Update SimplePie Example Page
On your original page where the parsed Atom feed appears you will now need to make some changes to the PHP at the top of the page. This is shown below:
<?php
require '/home/folder/public_html/php/simplepie.inc';
$url = 'http://www.google.com/reader/public/atom/user%2F13279602483212565421%2Fstate%2Fcom.google%2Fbroadcast';
$feed = new SimplePie();
$feed->set_feed_url($url);
$feed->set_cache_duration(999999999);
$feed->set_timeout(-1);
$feed->init();
$start = 0;
$length = 5;
$feed->strip_htmltags(array('img','embed','center','strong'));
?><!DOCTYPE html PUBLIC "-//W3C//DTD XHTML 1.0 Strict//EN" "http://www.w3.org/TR/xhtml1/DTD/xhtml1-strict.dtd">
<html xmlns="http://www.w3.org/1999/xhtml" xml:lang="en" lang="en">
<head>
<meta http-equiv="Content-Type" content="text/html; charset=UTF-8" />
<title>SimplePie Test</title>
</head>
<body>
<h1>SimplePie Test</h1>
<ul>
<?php
// loop through items
foreach ($feed->get_items($start,$length) as $item):
?>
<li><a href="<?php echo $item->get_link(); ?>"><?php echo substr($item->get_title(), 0, 45) . '...'; ?></a> | <?php echo $item->get_date('j F Y'); ?><br /><?php echo substr($item->get_description(), 0, 160) . '...'; ?></li>
<?php endforeach; ?>
</ul>
</body>
</html>
You will notice that the two differences are the inclusion of $feed->set_cache_duration(999999999); and $feed->set_timeout(-1);. This will stop the page reparsing and caching the Atom feed, and instead will use the cached file already run on a scheduled basis via the separate PHP file.

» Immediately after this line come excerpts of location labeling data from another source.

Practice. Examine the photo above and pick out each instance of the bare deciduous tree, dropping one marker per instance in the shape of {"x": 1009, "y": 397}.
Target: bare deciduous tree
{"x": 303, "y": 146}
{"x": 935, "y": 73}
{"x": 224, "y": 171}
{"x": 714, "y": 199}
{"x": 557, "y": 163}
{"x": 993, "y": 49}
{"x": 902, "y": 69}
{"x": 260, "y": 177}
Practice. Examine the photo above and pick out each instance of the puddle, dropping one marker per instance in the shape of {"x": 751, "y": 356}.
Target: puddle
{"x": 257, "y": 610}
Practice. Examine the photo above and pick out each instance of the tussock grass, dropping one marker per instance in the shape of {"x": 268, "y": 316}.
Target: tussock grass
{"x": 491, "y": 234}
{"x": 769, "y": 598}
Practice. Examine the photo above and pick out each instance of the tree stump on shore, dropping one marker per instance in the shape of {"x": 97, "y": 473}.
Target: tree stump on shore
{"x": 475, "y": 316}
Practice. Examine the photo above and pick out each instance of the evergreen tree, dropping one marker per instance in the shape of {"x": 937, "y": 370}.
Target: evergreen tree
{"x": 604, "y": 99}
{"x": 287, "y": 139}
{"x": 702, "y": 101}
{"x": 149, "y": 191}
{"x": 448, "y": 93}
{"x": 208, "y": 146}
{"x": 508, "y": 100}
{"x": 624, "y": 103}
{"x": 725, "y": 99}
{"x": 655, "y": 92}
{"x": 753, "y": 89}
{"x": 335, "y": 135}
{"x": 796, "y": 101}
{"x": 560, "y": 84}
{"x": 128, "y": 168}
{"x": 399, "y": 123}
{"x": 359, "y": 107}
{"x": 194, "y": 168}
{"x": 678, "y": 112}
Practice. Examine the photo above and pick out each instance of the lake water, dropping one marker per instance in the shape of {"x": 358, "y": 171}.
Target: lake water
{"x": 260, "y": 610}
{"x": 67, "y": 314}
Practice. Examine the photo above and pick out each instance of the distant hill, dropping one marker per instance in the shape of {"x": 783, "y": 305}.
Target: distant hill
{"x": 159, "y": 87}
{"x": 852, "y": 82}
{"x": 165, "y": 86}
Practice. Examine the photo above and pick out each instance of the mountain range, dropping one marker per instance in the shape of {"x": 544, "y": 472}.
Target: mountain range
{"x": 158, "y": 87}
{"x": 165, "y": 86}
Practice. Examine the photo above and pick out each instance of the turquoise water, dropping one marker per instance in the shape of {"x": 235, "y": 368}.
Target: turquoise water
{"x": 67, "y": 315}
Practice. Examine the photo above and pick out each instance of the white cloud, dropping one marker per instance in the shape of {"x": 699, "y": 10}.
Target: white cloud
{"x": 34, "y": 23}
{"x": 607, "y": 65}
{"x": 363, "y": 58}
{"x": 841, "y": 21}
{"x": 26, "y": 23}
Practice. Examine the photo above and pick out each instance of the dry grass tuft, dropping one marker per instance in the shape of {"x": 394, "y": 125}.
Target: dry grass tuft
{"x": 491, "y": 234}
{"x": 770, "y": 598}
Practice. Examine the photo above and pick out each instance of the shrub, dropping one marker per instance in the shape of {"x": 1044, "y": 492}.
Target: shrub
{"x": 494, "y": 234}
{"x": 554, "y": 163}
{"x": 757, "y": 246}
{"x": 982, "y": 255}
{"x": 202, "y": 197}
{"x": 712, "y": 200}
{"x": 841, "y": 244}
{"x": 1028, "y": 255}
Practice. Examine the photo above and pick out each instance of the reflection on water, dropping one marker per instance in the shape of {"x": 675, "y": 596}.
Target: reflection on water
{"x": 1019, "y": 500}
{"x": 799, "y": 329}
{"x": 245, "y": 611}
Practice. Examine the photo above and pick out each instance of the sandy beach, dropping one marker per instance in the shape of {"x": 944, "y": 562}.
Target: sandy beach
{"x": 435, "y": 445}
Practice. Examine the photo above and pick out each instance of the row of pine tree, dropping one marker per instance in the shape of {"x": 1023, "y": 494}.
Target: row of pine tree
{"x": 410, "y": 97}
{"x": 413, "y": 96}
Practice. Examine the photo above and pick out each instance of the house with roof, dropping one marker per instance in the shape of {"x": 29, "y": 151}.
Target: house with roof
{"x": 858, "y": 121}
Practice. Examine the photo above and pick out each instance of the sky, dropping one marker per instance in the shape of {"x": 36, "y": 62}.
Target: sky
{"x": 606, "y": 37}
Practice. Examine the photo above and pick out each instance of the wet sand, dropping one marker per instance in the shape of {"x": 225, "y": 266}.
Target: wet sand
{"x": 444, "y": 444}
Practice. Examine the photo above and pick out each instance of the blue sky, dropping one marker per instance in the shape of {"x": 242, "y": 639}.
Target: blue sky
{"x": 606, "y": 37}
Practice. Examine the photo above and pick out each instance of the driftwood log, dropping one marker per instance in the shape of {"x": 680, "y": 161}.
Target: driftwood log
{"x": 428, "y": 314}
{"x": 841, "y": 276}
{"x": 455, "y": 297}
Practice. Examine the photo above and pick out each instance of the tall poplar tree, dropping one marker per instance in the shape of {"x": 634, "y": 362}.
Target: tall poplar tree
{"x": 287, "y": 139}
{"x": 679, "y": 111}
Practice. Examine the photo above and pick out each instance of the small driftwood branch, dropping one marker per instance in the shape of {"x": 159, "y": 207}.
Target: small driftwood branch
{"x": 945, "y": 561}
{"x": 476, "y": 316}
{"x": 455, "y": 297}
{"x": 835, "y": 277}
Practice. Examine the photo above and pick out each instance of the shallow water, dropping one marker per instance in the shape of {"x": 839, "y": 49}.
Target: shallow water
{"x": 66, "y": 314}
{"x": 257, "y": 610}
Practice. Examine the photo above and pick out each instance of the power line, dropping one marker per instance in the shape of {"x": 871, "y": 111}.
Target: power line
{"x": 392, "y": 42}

Now once you have uploaded your updated SimplePie Example page and the separate PHP file, you will need to setup the cronjob via an online service such as webcron.org.
Setup Cronjob Via WebCron
Services such as webcron are very easy to use, and for many, it’s the only solution for scheduled tasks unless you are prepared to pay for an upgrade with your web host.
Once you have registered as a user, it is a very simple process of referring to the PHP file location and then setting up the cronjob schedule.
To add a new cronjob simply click the link ‘+ Add a cronjob’
On the next page setup a cronjob schedule. This is fairly straight-forward. By selecting All for any category the cronjob will run every five minutes. But if you don’t need to update that often you can specify certain months, days of the week or times of the day.
I set mine up to run every month (All in Month column), every day (All in Day column), only week days (Mon – Fri in Week day column), 10am, 12am, 2pm, 4pm, 6pm, 9pm (10, 12, 14, 16, 18, 21 in Hour column), on the hour (0 in the Minutes column).
Now it is a simple case of submitting your new cronjob and then hitting the test link. You can also track the history to see if there have been any errors in fetching your PHP file and running the cronjob.